The Rise and Rise of the Nation State, by Nigel Holloway

(Nigel Holloway is a former senior editor at The Economist and now runs The Holloway Forum for the creation of reports primarily designed for decision makers.)

It seems like an age ago, but in the early years of the 21st Century, the economic trend of globalization was so strong that many at the time wondered whether national borders would eventually disappear altogether. The Berlin Wall had fallen and we entered a unipolar world led by American ideas, military might and investment flows. Yet here we are now in the midst of a global pandemic and nationalism bestrides the world stage.

Admittedly, recent events could have pushed the needle in the opposite direction. In March 2020, at the start of widespread lockdowns in Europe and the Americas, there was a glimmer of hope that Presidents Donald Trump and Xi Jinping might base their policies on the fact that the world faced a common enemy in the form of the novel coronavirus. There was a possibility that world leaders would see it in their national interests to work together to defeat COVID-19. The pandemic might, therefore, have pushed geopolitics into an era of cooperation, not just in the search for a coronavirus vaccine and treatment but also toward tackling climate change together.

In fact, the opposite has occurred, as governments have competed for scarce medical resources. The US administration has blamed China for the outbreak and has pulled out of the World Health Organization. Russia is alleged to have hacked into the vaccine research conducted in the US, UK and Canada. China has sought to use the pandemic to advance its geopolitical agenda. Indeed, nationalism is riding high.

Another way to gauge the significance of the nation state is to compare the response to the pandemic, for it is clear that the impact of COVID on individual countries has varied to an extraordinary extent. This may seem surprising, given the fact that the disease is highly contagious, moves rapidly and does not respect national boundaries. Compare the number of deaths from the novel coronavirus per 100,000 population. Among sizeable, open economies, Belgium comes top with 85.8 deaths per 100,000 people and the UK second with 68.2. At the opposite end of the scale, Taiwan’s equivalent statistic is 0.03 and Thailand’s 0.08. For comparison, the US rate is 42.8 and Canada, right next door, is 24.0.

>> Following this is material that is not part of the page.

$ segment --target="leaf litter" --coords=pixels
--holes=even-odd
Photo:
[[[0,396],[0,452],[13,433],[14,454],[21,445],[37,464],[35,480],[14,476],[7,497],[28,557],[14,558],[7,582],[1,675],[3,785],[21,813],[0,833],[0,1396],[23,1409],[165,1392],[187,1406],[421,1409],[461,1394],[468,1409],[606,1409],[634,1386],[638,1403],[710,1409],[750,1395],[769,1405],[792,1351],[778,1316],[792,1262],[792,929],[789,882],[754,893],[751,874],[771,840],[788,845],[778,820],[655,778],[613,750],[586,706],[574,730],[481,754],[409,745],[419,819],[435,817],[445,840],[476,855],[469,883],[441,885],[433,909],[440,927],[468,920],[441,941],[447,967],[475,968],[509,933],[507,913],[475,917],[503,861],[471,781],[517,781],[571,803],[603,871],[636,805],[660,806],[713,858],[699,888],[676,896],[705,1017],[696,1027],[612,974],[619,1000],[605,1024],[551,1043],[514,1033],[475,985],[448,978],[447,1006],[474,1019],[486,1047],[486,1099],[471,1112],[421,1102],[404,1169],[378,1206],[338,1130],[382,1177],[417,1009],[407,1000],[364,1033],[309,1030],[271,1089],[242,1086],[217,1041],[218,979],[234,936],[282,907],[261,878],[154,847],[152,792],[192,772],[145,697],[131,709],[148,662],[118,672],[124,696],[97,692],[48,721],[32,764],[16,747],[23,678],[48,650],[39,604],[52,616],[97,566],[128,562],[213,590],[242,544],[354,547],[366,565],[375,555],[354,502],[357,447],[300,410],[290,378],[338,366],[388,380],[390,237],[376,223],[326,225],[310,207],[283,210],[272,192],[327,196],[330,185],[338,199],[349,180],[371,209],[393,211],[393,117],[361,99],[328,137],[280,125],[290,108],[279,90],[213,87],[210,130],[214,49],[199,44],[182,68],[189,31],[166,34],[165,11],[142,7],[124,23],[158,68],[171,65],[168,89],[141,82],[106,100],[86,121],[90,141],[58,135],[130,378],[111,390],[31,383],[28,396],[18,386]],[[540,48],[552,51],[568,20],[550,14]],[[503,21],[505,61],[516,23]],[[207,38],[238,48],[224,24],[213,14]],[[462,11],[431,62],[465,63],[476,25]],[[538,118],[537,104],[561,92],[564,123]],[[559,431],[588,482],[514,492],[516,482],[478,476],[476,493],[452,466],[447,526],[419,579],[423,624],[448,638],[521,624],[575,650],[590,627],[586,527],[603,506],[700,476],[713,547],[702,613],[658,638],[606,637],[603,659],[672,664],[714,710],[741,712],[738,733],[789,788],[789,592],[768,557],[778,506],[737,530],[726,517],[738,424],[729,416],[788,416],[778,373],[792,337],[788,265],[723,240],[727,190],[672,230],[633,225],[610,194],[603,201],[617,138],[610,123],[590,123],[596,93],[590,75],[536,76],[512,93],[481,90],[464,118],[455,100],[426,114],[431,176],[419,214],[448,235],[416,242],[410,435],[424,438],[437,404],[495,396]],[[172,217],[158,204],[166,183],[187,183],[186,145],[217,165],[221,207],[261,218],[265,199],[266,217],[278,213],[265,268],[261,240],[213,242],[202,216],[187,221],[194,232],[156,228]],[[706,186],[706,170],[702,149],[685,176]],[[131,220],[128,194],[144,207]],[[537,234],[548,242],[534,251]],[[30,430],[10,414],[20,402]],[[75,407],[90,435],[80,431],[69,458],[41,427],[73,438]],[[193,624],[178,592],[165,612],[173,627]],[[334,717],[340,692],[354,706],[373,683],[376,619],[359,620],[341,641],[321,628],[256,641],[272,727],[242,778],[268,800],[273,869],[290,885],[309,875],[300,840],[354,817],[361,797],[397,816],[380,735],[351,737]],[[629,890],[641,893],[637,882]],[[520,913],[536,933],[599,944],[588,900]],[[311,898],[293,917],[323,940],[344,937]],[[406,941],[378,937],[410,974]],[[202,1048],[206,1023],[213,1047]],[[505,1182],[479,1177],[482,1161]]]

Granted, the rankings will change somewhat over the course of the pandemic, but what they show in the starkest terms is that national differences count tremendously when it comes to the relative success in containing the disease. The reasons for these differences include culture and the quality of governance, but the point here is to emphasize that nationality remains a paramount factor in people’s everyday lives.

Why did the nation-state not fade away in the 21st century, demolished by digital technology, global investment flows and unprecedented levels of cross-border migration? It is worth remembering that the roots of the nation-state can be traced to the Treaty of Westphalia in 1648, which ended the Thirty Years War. A new system of political order arose in Europe based on peaceful co-existence among sovereign states, replacing a system of multiethnic empires dating back to the 13th century. As a means of organizing power, nation states have outlasted the global expansion of European empires, the Industrial Revolution, two world wars, the atom bomb and not one, but two surges of economic globalization (at the end of the 19th and 20th centuries).

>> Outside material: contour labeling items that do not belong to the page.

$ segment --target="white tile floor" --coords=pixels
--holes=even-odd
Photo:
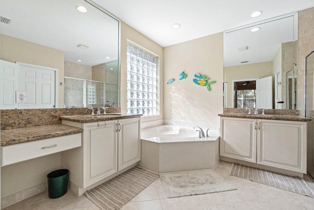
[[[228,175],[231,163],[221,161],[214,170],[237,189],[167,198],[158,179],[123,207],[127,210],[314,210],[314,199]],[[314,183],[305,178],[314,189]],[[8,210],[99,210],[85,195],[69,190],[55,199],[44,192],[7,208]]]

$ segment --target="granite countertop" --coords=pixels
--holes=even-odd
[[[250,119],[264,119],[264,120],[278,120],[299,121],[311,121],[310,118],[305,118],[296,115],[248,115],[242,113],[224,113],[218,115],[220,117],[226,117],[229,118],[246,118]]]
[[[92,116],[91,115],[74,115],[69,116],[61,116],[61,120],[73,121],[75,122],[87,123],[115,120],[125,119],[127,118],[141,117],[142,114],[132,114],[127,113],[109,113],[105,115],[99,115]]]
[[[83,129],[58,124],[1,130],[1,146],[81,133]]]

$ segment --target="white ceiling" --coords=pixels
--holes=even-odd
[[[162,47],[314,6],[313,0],[94,0]],[[250,15],[262,10],[259,17]],[[174,23],[182,25],[173,30]]]
[[[83,0],[0,0],[0,16],[12,20],[0,23],[0,33],[64,51],[65,60],[92,66],[118,59],[118,21]]]

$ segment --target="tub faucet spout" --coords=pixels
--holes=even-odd
[[[198,128],[200,129],[200,131],[201,131],[201,136],[202,137],[202,138],[205,138],[205,133],[204,133],[204,131],[203,130],[202,128],[198,126],[194,126],[193,127],[193,129],[196,129],[196,128]]]

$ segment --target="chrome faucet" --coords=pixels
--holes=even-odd
[[[93,107],[88,107],[87,109],[92,110],[92,116],[94,116],[95,115],[95,114],[94,114],[94,108],[93,108]]]
[[[104,110],[104,114],[106,114],[106,108],[104,107],[103,106],[99,107],[98,109],[97,109],[97,115],[100,115],[101,114],[101,111],[102,110],[102,109],[103,109]]]
[[[258,115],[259,114],[259,110],[257,109],[257,108],[255,108],[255,111],[254,111],[254,115]]]
[[[202,138],[205,138],[205,134],[204,133],[204,130],[202,129],[201,127],[196,126],[193,127],[193,129],[199,128],[200,130],[196,130],[196,131],[199,131],[201,132],[201,137]]]

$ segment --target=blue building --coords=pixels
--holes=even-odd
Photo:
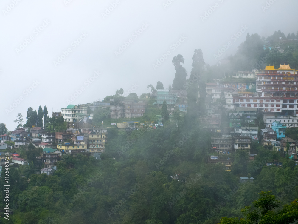
[[[276,132],[278,139],[285,137],[285,128],[287,126],[284,125],[279,121],[274,121],[271,123],[271,128]]]

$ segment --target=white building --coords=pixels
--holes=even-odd
[[[232,77],[254,79],[256,77],[256,70],[252,72],[238,72],[236,74],[233,74]]]
[[[281,122],[287,128],[298,127],[298,117],[295,116],[289,115],[274,116],[264,114],[263,119],[266,128],[271,128],[271,123],[274,121]]]
[[[241,136],[247,136],[251,139],[256,139],[258,138],[258,130],[257,127],[242,127],[240,128],[235,128],[235,133],[240,134]]]
[[[24,159],[18,158],[17,157],[13,157],[12,162],[14,163],[19,164],[21,165],[28,165],[28,162]]]
[[[66,121],[73,122],[77,119],[86,117],[87,109],[80,108],[74,104],[70,104],[66,108],[61,108],[61,115]]]

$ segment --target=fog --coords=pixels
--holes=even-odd
[[[234,54],[248,33],[298,30],[298,15],[289,12],[298,2],[290,0],[4,0],[0,6],[0,123],[9,131],[19,113],[26,122],[30,107],[46,105],[49,115],[120,88],[139,95],[157,81],[167,88],[178,54],[189,75],[196,49],[212,65]]]

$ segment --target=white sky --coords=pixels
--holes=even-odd
[[[121,88],[128,92],[134,85],[139,95],[157,81],[166,88],[174,77],[172,59],[178,54],[183,56],[189,74],[196,48],[213,65],[223,45],[232,43],[221,57],[233,54],[248,32],[267,37],[278,30],[286,36],[298,31],[298,14],[292,9],[298,2],[294,0],[168,0],[168,6],[163,5],[167,0],[67,1],[0,3],[0,123],[9,130],[16,127],[13,121],[18,113],[25,122],[30,107],[37,110],[46,105],[49,114],[60,111],[81,87],[84,91],[72,104],[102,100]],[[270,7],[262,9],[266,1]],[[103,16],[111,4],[116,7]],[[202,21],[201,16],[210,7],[215,10]],[[231,37],[242,26],[247,29],[234,42]],[[40,27],[43,30],[39,32]],[[138,30],[141,33],[134,34]],[[75,43],[81,36],[84,39]],[[29,43],[16,50],[26,39]],[[179,40],[180,46],[172,45]],[[126,42],[129,45],[116,56],[115,52]],[[55,65],[68,48],[71,51]],[[167,51],[169,56],[154,69],[153,64]],[[95,71],[101,74],[88,83]],[[19,103],[14,105],[15,100]]]

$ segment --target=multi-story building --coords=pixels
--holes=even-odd
[[[271,124],[271,128],[276,132],[278,140],[280,140],[282,138],[285,137],[285,128],[286,127],[286,126],[284,125],[279,121],[274,121]]]
[[[70,104],[66,108],[61,108],[61,114],[64,120],[70,122],[86,117],[87,109],[80,108],[76,105]]]
[[[159,106],[161,106],[164,101],[165,100],[168,106],[174,107],[177,99],[177,93],[171,93],[169,90],[158,89],[157,94],[155,102],[153,103],[153,105],[157,104]]]
[[[215,152],[225,154],[234,152],[231,136],[224,135],[220,132],[215,133],[215,135],[211,138],[212,149]]]
[[[230,127],[240,128],[243,126],[243,114],[240,113],[229,113]]]
[[[240,134],[241,136],[246,136],[251,139],[257,139],[258,130],[259,128],[257,127],[242,127],[235,128],[235,133]]]
[[[248,136],[237,136],[235,137],[234,148],[237,149],[245,149],[250,153],[250,144],[252,139]]]
[[[110,106],[111,118],[115,119],[124,117],[124,106],[123,104],[111,103]]]
[[[212,98],[213,102],[215,102],[218,99],[220,99],[223,93],[226,99],[225,107],[229,110],[232,110],[234,108],[233,104],[233,96],[237,93],[237,90],[232,88],[216,87],[212,90]]]
[[[289,143],[289,151],[288,153],[289,154],[293,153],[295,153],[296,151],[296,144],[294,140],[293,140],[290,138],[282,138],[280,141],[281,145],[280,149],[285,151],[287,151],[287,144]]]
[[[124,100],[124,117],[142,117],[145,113],[146,103],[142,100]]]
[[[236,113],[242,113],[243,125],[247,124],[254,125],[257,116],[257,108],[237,107],[235,109]]]
[[[289,65],[275,69],[266,65],[256,74],[255,94],[234,96],[236,106],[255,108],[265,111],[295,115],[298,105],[298,74]]]
[[[89,149],[90,152],[104,152],[107,139],[107,129],[94,129],[89,134]]]
[[[275,115],[270,114],[270,113],[264,113],[264,115],[263,119],[266,128],[271,128],[271,124],[274,121],[279,121],[287,128],[298,127],[298,117],[289,115]]]
[[[261,142],[264,146],[272,145],[272,142],[276,140],[276,133],[271,128],[261,129],[260,131],[260,135],[261,139]]]
[[[9,141],[10,139],[8,135],[4,134],[0,135],[0,142],[5,142],[7,141]]]
[[[55,142],[55,133],[44,132],[42,133],[41,141],[47,143],[53,143]]]
[[[15,147],[18,148],[20,145],[26,145],[26,138],[29,136],[29,133],[22,130],[16,129],[12,131],[9,136],[10,141],[14,142]]]
[[[211,129],[212,131],[215,132],[220,129],[221,121],[221,114],[212,114],[199,119],[201,127]]]
[[[59,153],[44,152],[42,154],[43,162],[44,163],[44,168],[52,169],[57,165],[59,160]]]
[[[243,78],[246,79],[254,79],[256,77],[255,71],[252,72],[238,72],[235,74],[233,74],[233,78]]]

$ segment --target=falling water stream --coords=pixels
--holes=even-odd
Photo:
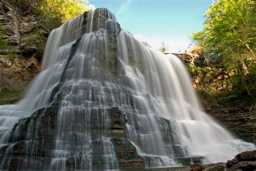
[[[106,9],[85,12],[53,30],[42,71],[24,98],[0,106],[0,148],[5,149],[1,168],[9,168],[13,148],[21,139],[24,127],[16,123],[56,104],[49,165],[32,162],[42,169],[65,170],[73,160],[77,169],[95,170],[99,163],[104,170],[118,169],[109,134],[111,108],[125,116],[126,136],[146,167],[178,166],[175,159],[194,156],[206,163],[225,161],[255,148],[204,112],[177,57],[137,40]],[[38,156],[32,153],[42,142],[36,142],[39,124],[29,123],[18,169],[29,168],[31,156]]]

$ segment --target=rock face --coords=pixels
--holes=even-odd
[[[219,162],[202,166],[199,163],[192,165],[190,168],[179,169],[179,171],[253,171],[256,169],[256,151],[242,152],[234,159],[226,163]]]
[[[234,136],[246,141],[256,142],[256,115],[245,108],[242,101],[219,102],[200,90],[220,91],[232,88],[227,86],[230,77],[224,69],[209,66],[200,51],[176,54],[185,63],[190,72],[194,88],[198,94],[206,112],[231,131]],[[240,101],[239,101],[240,100]],[[255,105],[254,105],[255,106]],[[252,106],[252,109],[254,106]]]
[[[28,4],[13,0],[0,0],[0,22],[8,44],[0,49],[2,104],[17,100],[27,82],[40,71],[50,29]]]

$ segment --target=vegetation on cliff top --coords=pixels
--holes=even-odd
[[[54,28],[89,11],[87,0],[21,0],[30,4],[45,22]]]
[[[255,2],[220,0],[205,12],[204,29],[191,36],[211,65],[223,67],[231,75],[233,89],[225,95],[256,97]]]

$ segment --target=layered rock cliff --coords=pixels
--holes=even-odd
[[[40,71],[50,29],[29,5],[0,0],[0,22],[6,48],[0,49],[0,104],[16,101]]]

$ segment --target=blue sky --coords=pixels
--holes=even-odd
[[[153,48],[161,42],[170,52],[188,49],[188,35],[203,29],[204,13],[212,0],[89,0],[109,9],[125,30],[140,35]]]

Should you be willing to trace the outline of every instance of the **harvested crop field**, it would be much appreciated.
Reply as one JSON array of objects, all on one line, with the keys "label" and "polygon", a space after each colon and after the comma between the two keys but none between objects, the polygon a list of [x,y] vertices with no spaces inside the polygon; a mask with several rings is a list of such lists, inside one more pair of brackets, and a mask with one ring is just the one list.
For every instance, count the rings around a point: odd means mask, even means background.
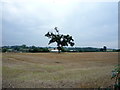
[{"label": "harvested crop field", "polygon": [[3,88],[98,88],[113,84],[117,52],[3,53]]}]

These convulsions and revolutions were not able to kill off the nation state, because alternatives have proven harder to sustain and organize. The Communist International (Comintern) was intended to replace capitalist nation states with a global Soviet Republic and lasted only from 1919 to 1943. The Union of Soviet Socialist Republics collapsed in 1991. The United Nations has continually struggled to reconcile the national interests of its diverse membership. The European Union has faced a series of economic and political crises in the past 10 years.

Now, at a time of resurgent nationalism, will this method of organizing power that has lasted nearly 400 years survive the pandemic, an economic crisis and, above all, climate change? All three of these require global solutions and stronger international institutions if the human race is to prosper. If nationalism becomes even stronger, we may face a poorer, sicker, more insecure future. One way forward may be to create new, international institutions that can reconcile divergent national interests to solve global problems. Faced with the triple threat from disease, mass unemployment and environmental disaster, the world may yet forge new ways to organize and move forward.